First, there is some debate as to whether HHS can use ASP as the basis for calculation and adjustment for reimbursement, rather than the (higher) average acquisition cost (AAC), which varies by hospital. AAC is the “default” basis per the statute (in the Social Security Act). However, the statute also says that the HHS Secretary can use the “average price for the drug” if hospital acquisition cost data are not available, and HHS has stated that it lacks hospital acquisition cost data by drug.

The second and more fundamental issue is whether HHS has the statutory authority to make such a sizable change to the reimbursement rate—a 28.5 percent of ASP swing. Does it constitute a legally allowable adjustment as argued by Azar or is it an unallowable reworking of the statutory scheme, as Contreras ruled?

Reflecting surprise at the D.C. court’s ruling, the AHA, et al. said that they were “immeasurably pleased” with it, and one law firm described it as “a late Christmas present” to them.

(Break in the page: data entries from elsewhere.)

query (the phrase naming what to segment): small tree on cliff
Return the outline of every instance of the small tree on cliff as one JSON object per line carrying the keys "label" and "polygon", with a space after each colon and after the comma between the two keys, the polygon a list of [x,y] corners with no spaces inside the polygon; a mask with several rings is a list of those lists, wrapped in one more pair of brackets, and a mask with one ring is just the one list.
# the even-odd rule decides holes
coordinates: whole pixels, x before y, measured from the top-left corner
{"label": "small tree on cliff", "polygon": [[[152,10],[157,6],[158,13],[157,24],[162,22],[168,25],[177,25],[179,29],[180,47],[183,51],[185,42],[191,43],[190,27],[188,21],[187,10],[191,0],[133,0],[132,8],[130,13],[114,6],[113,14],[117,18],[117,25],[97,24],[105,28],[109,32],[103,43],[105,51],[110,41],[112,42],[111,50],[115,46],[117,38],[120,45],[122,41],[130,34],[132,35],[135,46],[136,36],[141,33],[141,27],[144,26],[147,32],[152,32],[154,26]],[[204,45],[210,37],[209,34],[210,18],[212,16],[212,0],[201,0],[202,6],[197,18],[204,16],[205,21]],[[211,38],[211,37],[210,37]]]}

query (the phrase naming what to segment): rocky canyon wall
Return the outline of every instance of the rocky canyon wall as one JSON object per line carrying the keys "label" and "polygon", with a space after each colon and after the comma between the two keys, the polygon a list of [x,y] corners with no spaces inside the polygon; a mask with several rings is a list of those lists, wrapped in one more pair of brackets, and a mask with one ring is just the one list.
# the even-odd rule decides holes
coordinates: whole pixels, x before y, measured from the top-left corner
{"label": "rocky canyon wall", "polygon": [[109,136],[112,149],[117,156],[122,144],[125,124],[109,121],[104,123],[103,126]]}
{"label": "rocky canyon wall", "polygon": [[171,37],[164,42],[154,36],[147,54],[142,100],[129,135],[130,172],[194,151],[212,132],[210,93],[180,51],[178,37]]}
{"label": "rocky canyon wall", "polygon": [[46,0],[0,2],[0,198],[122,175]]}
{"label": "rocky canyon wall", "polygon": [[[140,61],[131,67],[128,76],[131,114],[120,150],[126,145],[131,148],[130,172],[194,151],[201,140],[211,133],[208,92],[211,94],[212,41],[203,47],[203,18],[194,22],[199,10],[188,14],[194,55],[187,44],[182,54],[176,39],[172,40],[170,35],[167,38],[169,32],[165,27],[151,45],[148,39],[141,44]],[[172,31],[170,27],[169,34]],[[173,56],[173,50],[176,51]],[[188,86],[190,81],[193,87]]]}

For-profit hospitals, as represented by the Federation of American Hospitals (FAH), and rural hospitals—both of which would be disadvantaged by the judge’s ruling—were not pleased, and FAH, perhaps in some sort of collaboration with HHS, will appeal the ruling.

Thus, the soap opera surrounding the 340B program continues, with the judicial branch entering the fray. As a result, a new cloud of uncertainty now hangs over the program, and one has to wonder what sort of precedent this may set for organizations that are displeased with policy changes set forth by the executive and/or legislative branches of the federal government.